A “major privacy breach” at Federal Emergency Management Agency (FEMA) shared information with a contractor - including banking details - on more than two million Americans who were victims of disaster, according to the Department of Homeland Security (DHS) Office of the Inspector General. 

FEMA overshared the personal information on survivors of three hurricanes - Maria, Harvey and Irma - and the 2017 California wildfires who used FEMA’s Transitional Sheltering Assistance. 

“We believe this oversharing has impacted approximately 2.5 million disaster survivors,” a DHS official told the Washington Post, stressing the agency didn’t “have any information that it has been compromised in a detrimental fashion.”

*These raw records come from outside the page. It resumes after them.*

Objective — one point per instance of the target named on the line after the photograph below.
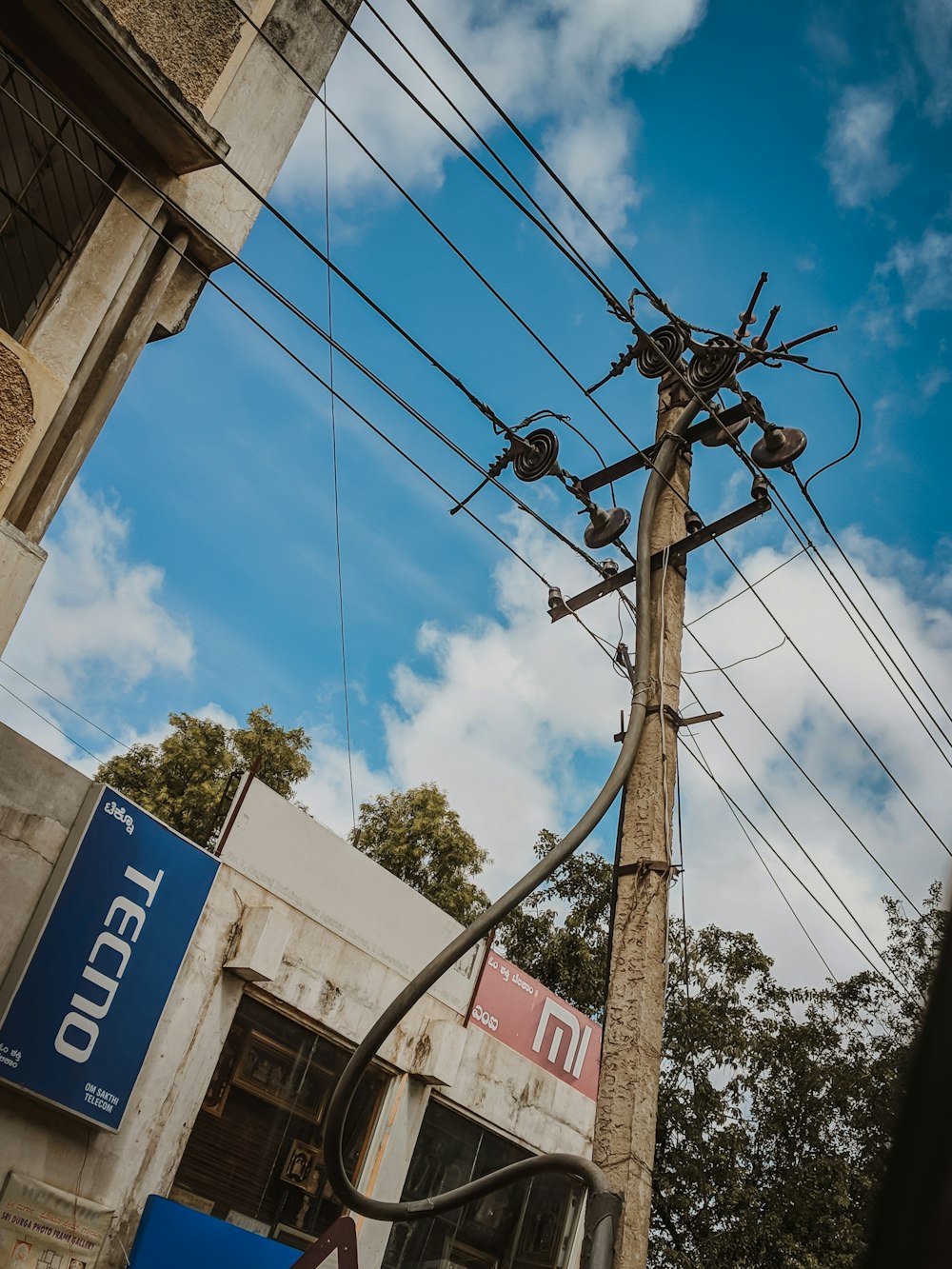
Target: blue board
(174, 1235)
(107, 942)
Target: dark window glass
(526, 1226)
(53, 182)
(255, 1153)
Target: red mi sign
(531, 1020)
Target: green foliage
(183, 778)
(417, 835)
(569, 952)
(777, 1104)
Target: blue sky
(194, 565)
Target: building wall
(181, 87)
(339, 975)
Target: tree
(777, 1104)
(183, 778)
(418, 837)
(566, 953)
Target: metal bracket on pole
(645, 457)
(643, 865)
(677, 552)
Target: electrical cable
(769, 873)
(307, 321)
(533, 151)
(337, 477)
(859, 576)
(444, 236)
(794, 838)
(720, 669)
(570, 254)
(810, 781)
(836, 374)
(897, 987)
(533, 202)
(856, 616)
(59, 702)
(346, 1089)
(748, 586)
(837, 702)
(51, 724)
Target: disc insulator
(711, 368)
(537, 456)
(666, 342)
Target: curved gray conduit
(604, 1204)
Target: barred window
(526, 1226)
(53, 184)
(255, 1157)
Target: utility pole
(627, 1090)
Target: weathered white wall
(243, 90)
(329, 975)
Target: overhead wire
(895, 986)
(795, 839)
(795, 761)
(532, 149)
(65, 705)
(51, 724)
(767, 869)
(868, 593)
(840, 705)
(311, 325)
(866, 631)
(406, 405)
(569, 252)
(337, 480)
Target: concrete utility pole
(627, 1090)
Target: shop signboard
(88, 986)
(531, 1020)
(41, 1225)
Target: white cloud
(546, 61)
(857, 151)
(931, 22)
(924, 270)
(93, 614)
(510, 707)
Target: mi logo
(565, 1024)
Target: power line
(59, 702)
(868, 636)
(836, 701)
(859, 576)
(385, 171)
(810, 781)
(51, 724)
(570, 254)
(533, 151)
(898, 987)
(748, 585)
(337, 476)
(311, 325)
(792, 835)
(769, 873)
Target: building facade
(118, 122)
(288, 945)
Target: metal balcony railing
(49, 197)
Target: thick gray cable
(602, 1237)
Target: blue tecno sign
(89, 985)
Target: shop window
(526, 1226)
(53, 184)
(255, 1154)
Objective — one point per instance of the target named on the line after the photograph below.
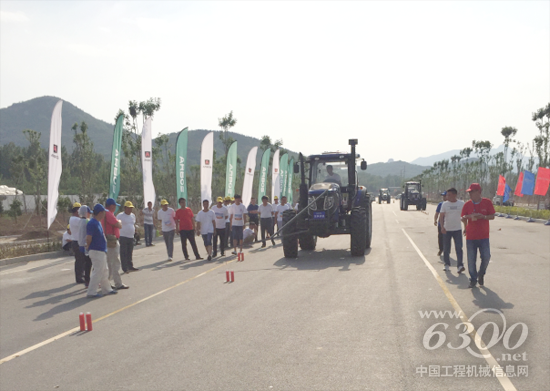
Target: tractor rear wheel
(358, 231)
(290, 242)
(308, 242)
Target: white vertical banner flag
(249, 176)
(207, 154)
(147, 163)
(54, 163)
(275, 177)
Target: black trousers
(126, 252)
(440, 238)
(219, 233)
(188, 234)
(79, 263)
(266, 225)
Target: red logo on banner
(501, 185)
(543, 181)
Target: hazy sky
(408, 79)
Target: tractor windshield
(329, 172)
(413, 187)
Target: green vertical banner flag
(114, 184)
(289, 189)
(283, 167)
(231, 172)
(181, 164)
(264, 169)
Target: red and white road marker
(82, 322)
(89, 321)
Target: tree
(226, 123)
(508, 132)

A DHS spokesperson told the Post that FEMA had taken “aggressive action” to bolster privacy and prevent another incident, including installing a data filter to keep information from leaving its systems, limiting the data shared with the contractor and assessing the security of the contractor’s systems. 

"The recent disclosure by FEMA suggests that it is well past time for the U.S. government to take a federal data privacy standard seriously,” said Ping Identity CCIO Richard Bird. 

Contending that “FEMA had an obligation to take every step necessary to protect the victims of natural disaster from being victimized twice,” Bird said, “The suggestion that the contractor with whom they engaged had an opportunity to alert FEMA to this excessive amount of private information sharing is tone deaf.”

The incident, he said, underscores the need for a national privacy law. "We have to question why our government has continuously refused to address a set of national data and identity security laws,” Bird said. “The piecemeal approach happening state by state will create no safety net for our citizens."